In his interview on Carlson, Witkoff was effusive in his praise for Putin, calling him a “very smart guy” and noting Putin told him he had prayed for Trump after the assassination attempt against him during last year’s presidential campaign. Witkoff added that Putin had given him a portrait of Trump which he says the Russian leader had commissioned from a famous Russian artist.
“This is the kind of connection that we’ve been able to reestablish through a simple word called communication, which many people would say I shouldn’t have had because Putin is a bad guy. I don’t regard Putin as a bad guy,” Witkoff said.
Witkoff also told Carlson he believed Russia “does not need to absorb Ukraine,” saying, “They’ve gotten what they want. So why do they need more?” He also said he “100%” believes Russia does not want to invade Europe, saying he took Putin “at his word” on that.

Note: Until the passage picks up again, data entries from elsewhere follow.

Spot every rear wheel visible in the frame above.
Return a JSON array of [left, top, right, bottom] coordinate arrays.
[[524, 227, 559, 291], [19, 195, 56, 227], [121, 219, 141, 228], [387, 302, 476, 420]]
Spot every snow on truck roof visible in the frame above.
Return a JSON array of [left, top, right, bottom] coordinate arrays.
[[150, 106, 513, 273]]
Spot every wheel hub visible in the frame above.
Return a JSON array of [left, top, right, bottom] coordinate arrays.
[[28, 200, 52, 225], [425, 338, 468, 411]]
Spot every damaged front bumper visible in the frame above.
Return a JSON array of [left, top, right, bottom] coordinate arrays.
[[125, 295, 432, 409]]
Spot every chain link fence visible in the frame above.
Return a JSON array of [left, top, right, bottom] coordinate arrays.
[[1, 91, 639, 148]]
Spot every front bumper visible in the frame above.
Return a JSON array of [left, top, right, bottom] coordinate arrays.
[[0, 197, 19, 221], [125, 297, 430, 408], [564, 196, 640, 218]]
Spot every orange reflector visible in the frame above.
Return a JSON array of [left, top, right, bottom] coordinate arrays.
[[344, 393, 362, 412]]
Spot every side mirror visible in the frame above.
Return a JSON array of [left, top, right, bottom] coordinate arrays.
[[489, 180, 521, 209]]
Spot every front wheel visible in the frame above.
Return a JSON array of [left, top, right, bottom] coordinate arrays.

Witkoff also repeated an unsupported claim made by Putin that Russian forces have surrounded a significant number of Ukrainian troops in Russia’s Kursk region. Although Ukraine was forced to retreat from Kursk earlier this month, no evidence has emerged to suggest many Ukrainian soldiers are encircled, and both independent researchers and Ukrainian officials have said it is false.
“Witkoff uncritically amplified a number of Russian demands, claims and justifications,” the Washington D.C.-based Institute for the Study of War (ISW) wrote.
Witkoff’s comments could feed deep unease in Europe that the Trump administration, which is moving fast to restore relations with Russia, is more aligned with the Kremlin than NATO allies over the war in Ukraine. European officials and observers have also warned the administration, in its hurry to reach a deal, is vulnerable to manipulation by Putin.
The White House has argued its reengagement with Russia brings peace closer, but critics point out that the Kremlin has, so far, yet to make any significant concessions. Trump has claimed he isn’t “aligned” with Putin. “I’m not aligned with Putin. I’m not aligned with anybody. I’m aligned with the United States of America, and for the good of the world,” Trump said last month.
Vice President JD Vance on Monday defended Witkoff, writing on X he was doing an “incredible job.”